#4 Tiempos
El Peje, ni diabólico ni arcángel, es el presidente | Columna de Jorge Ramírez Pardo
Enred@rte
Cuando el país debiera unir esfuerzos para resistir los embates de la actual pandemia que asola al mundo, las clases medias mexicanas con acceso a internet desgastan energías y cultivan diferencias oscilantes entre contrapuntear sus “verdades” subrayadas –casi sin excepción- de credulidades, algunas de ellas, fanáticas y/o pregnadas de ideologías aboyadas; a contrapelo dan toda suerte de variopintas orientaciones sanadoras; y sólo coinciden en el “quédate en casa”.
Hay un pequeño sector, notable por seductor e histérico de empleados por algunos dueños de grandes capitales –incluidos extranjeros- empeñado en infundir miedo y difundir una campaña de descontextualización del discurso e improvisaciones del presidente Andrés Manuel, para desprestigiarlo, y cuyos coletazos tocan en ocasiones al nuevo héroe/líder laico, el médico epidemiólogo Hugo López Gatell.
Qué ironía, querer hacer leña del líder nacional en el momento cuando por una atinada negociación con las potencias petroleras, logra también un ejercicio de aceptación diplomática de parte de los mandatarios de Rusia y los Estados Unidos.

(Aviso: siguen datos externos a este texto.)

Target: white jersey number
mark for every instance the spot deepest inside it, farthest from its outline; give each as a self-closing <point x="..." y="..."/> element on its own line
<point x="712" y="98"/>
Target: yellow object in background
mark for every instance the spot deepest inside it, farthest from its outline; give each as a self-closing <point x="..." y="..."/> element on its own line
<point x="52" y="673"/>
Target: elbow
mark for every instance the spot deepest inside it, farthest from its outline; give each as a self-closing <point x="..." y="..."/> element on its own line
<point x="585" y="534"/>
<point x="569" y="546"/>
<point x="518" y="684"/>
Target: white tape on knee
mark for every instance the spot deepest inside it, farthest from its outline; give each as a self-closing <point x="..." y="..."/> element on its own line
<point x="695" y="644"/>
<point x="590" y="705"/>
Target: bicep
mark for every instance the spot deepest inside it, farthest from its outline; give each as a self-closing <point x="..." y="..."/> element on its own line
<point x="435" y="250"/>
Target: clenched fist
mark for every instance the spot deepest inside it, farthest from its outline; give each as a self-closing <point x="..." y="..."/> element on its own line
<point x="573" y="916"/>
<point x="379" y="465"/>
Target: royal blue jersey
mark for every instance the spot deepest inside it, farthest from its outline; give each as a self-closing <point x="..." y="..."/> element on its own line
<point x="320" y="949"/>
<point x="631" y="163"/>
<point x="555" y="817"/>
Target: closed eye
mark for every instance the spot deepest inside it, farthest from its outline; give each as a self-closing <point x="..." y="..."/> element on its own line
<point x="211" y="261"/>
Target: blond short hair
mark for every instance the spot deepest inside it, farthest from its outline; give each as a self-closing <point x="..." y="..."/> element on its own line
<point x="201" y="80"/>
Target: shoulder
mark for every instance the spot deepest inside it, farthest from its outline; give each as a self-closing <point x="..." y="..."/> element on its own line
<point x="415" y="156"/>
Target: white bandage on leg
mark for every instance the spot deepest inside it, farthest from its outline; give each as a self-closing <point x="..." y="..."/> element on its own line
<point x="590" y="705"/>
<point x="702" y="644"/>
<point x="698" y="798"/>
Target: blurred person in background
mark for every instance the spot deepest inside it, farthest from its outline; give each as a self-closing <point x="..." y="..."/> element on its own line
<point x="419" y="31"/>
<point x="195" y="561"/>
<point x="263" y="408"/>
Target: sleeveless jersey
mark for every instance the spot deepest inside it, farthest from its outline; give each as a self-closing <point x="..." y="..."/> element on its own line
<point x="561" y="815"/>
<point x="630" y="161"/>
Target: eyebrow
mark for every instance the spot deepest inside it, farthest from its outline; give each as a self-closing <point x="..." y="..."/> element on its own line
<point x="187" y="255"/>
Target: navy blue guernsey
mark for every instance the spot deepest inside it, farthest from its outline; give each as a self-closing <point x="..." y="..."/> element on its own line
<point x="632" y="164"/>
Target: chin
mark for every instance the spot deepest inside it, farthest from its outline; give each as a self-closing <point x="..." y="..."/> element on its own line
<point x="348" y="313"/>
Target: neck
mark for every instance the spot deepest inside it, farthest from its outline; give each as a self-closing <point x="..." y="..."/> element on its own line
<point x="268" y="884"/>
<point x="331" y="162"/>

Y acá en México, los rabiosos empleados para ensuciar con tonalidades fascistas, las que empleaba el propagandista de Hítler, afinan sus resorteras.
Algunas paradojas:
- La pandemia Coronavirus surgió en el Oriente del globo terráqueo y golpea con mayor fuerza a Europa central y Occidente.
- Según las capacidades de cada sector social y país:
- Amuralla a los ricos, liquida algunos pocos
- Enclaustra a quienes están integrados a una estructura (quédate en casa porque la tienes o no vives al día)
- Avasalla a los pobres y marginados urbanos. En Estados Unidos –según diversas fuentes informativas-, el nuevo coronavirus no es selectivo respecto a las personas a las que contagia; pero ataca en mayor proporción a afroamericanos y latinos que el resto de la población; ello debido a enfermedades subyacentes vinculadas a la pobreza y, a menudo, tienen dificultades para acceder a las pruebas y los cuidados sanitarios.
- EU, primer lugar global en muertes por coronavirus: 20 mil 506
- Aprovecha Donald Trump la pandemia para atizar la xenofobia.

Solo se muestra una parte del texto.